Season 5 twists and winds along with trademark intrigue, and for the largest part it is enthralling viewing that intentionally leaves questions unanswered. Accordingly, the viewer is left in the dark on some of the larger plans and schemes that “Team Underwood” have bubbling away – creating tension and mystery. However, there are parts of this chapter that are either jarring or uneven, taking the viewer out of the story as a result.
The subplot with Claire and her relationship with her speechwriter Thomas Yates (Paul Sparks) labours on and chews large quantities of screen time with low return on investment. The crux of their relationship is fundamentally intriguing, though I believe a less is more approach would have been more effective. After a while, this part of the season feels unnecessary and a lot like needless filler.
Then there are the moments – rare as they are – where the show gets too cute for itself, smugly referencing current real-world political climes in a less than subtle way. House of Cards knows when it is being clever, and it sometimes feels forced, heavy-handed and surplus to requirements as the show is intriguing enough without any of this superficiality.
The final major critique I have of season 5 is the wide array of new characters. Progress and change are as essential in TV shows as they are in life, however there are a swathe of new faces that aren’t given sufficient development for us to understand, care about or truly know who they are or what their specific purpose is.
Nevertheless, the new season is far from a misfire. Spacey and Wright are superb, as always, with Spacey’s ruthless, calculating and effective ways and means remaining fascinating, horrifying, and sublime. And Wright’s Claire is still ice-cold, cunning and mysterious. It’s this union – superb actors portraying wonderfully dark and interesting characters – where the strength of the show continues to lie.

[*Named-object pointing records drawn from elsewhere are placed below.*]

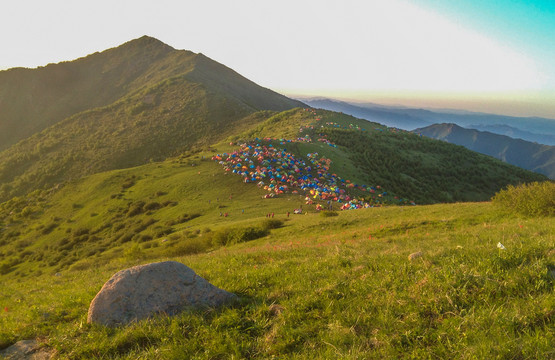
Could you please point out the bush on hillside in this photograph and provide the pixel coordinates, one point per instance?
(229, 236)
(534, 199)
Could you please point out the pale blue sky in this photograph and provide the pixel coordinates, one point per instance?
(495, 56)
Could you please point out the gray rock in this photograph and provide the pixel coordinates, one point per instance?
(25, 349)
(159, 288)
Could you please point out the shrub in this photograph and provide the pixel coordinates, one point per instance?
(136, 209)
(48, 228)
(229, 236)
(152, 206)
(190, 246)
(534, 199)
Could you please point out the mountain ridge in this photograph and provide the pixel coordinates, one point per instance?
(535, 129)
(525, 154)
(179, 101)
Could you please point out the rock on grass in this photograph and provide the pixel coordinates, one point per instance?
(159, 288)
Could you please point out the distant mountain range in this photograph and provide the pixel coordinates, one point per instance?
(525, 154)
(533, 129)
(145, 102)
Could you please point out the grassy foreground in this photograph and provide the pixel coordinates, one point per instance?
(329, 287)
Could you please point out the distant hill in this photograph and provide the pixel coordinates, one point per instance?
(139, 102)
(525, 154)
(533, 129)
(515, 133)
(181, 103)
(375, 113)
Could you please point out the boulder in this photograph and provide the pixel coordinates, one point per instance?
(25, 349)
(159, 288)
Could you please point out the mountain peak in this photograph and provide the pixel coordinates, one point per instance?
(146, 41)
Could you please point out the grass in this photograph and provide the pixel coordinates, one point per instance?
(339, 287)
(323, 285)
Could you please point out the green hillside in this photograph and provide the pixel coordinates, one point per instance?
(310, 286)
(178, 101)
(308, 215)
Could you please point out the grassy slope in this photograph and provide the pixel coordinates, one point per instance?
(34, 99)
(139, 102)
(315, 288)
(328, 288)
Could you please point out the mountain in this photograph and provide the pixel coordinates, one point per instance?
(142, 101)
(376, 113)
(515, 133)
(177, 102)
(533, 129)
(527, 155)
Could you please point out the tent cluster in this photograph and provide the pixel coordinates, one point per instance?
(351, 126)
(278, 172)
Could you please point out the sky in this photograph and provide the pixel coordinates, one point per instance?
(482, 55)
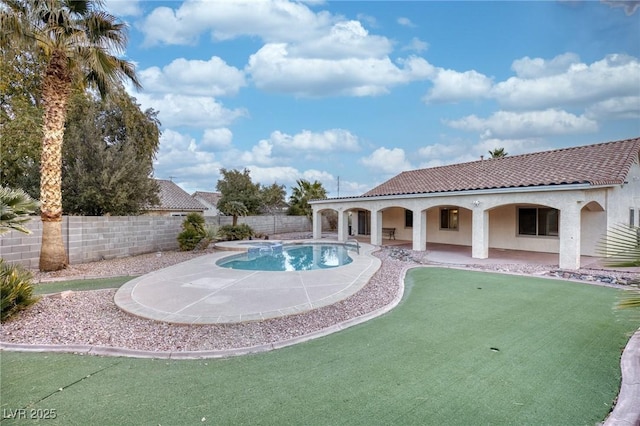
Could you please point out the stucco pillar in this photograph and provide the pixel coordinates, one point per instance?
(480, 233)
(343, 223)
(570, 237)
(419, 230)
(376, 227)
(317, 224)
(354, 223)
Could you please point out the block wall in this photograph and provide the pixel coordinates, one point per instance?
(91, 238)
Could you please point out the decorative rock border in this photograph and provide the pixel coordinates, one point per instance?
(627, 409)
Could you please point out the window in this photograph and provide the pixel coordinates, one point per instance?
(448, 218)
(540, 221)
(408, 218)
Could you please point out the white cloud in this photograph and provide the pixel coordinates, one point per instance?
(123, 8)
(630, 6)
(624, 107)
(580, 84)
(194, 77)
(271, 21)
(506, 124)
(179, 156)
(416, 45)
(259, 154)
(453, 86)
(405, 22)
(219, 138)
(346, 39)
(329, 140)
(288, 176)
(272, 69)
(440, 150)
(387, 161)
(197, 111)
(538, 67)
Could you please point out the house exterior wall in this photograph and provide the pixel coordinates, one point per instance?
(623, 198)
(488, 218)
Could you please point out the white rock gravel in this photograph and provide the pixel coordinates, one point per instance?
(92, 318)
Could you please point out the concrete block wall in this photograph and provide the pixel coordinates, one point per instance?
(268, 225)
(91, 238)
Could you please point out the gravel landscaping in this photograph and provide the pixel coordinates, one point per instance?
(92, 318)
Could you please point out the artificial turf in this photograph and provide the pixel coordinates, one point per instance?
(462, 348)
(79, 285)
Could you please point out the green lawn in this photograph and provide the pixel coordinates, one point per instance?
(555, 360)
(79, 285)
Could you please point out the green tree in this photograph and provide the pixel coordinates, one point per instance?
(237, 186)
(272, 198)
(16, 206)
(233, 208)
(302, 194)
(108, 153)
(77, 41)
(20, 120)
(498, 153)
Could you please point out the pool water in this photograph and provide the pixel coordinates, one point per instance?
(289, 258)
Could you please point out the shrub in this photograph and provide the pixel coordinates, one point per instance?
(16, 291)
(210, 234)
(236, 232)
(193, 231)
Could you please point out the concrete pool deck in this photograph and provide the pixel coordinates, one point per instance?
(200, 292)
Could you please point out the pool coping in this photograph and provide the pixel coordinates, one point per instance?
(199, 291)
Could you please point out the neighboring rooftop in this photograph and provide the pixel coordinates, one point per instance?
(210, 197)
(600, 164)
(172, 197)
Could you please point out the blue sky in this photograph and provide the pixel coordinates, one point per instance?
(352, 93)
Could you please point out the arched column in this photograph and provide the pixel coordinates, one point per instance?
(354, 222)
(317, 224)
(570, 237)
(480, 233)
(343, 225)
(419, 230)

The first two seasons of House of Cards so far remain the best, and the reason is fundamental: watching Frank and Claire writhe and wriggle, worm and squirm their way to the top was essential and addictive viewing. They combatted foes, manipulated people like pawns on a chessboard, and climbed and climbed with unimaginable ruthlessness and cold calculation. They had a mountain to conquer, and they reached the summit with panache. Now, Frank’s at the top, and the battles seem lesser; he is the most powerful man in the free world, as they say.
Season 5 is still good viewing, and it’s still better than the sluggish, blunt season 3. Unfortunately, it’s less taut and focused than the first two seasons, which is a slight disappointment when we’re this far in.
THE REEL SCORE: 7/10
All 13 episodes of ‘House of Cards’ are now streaming on Netflix.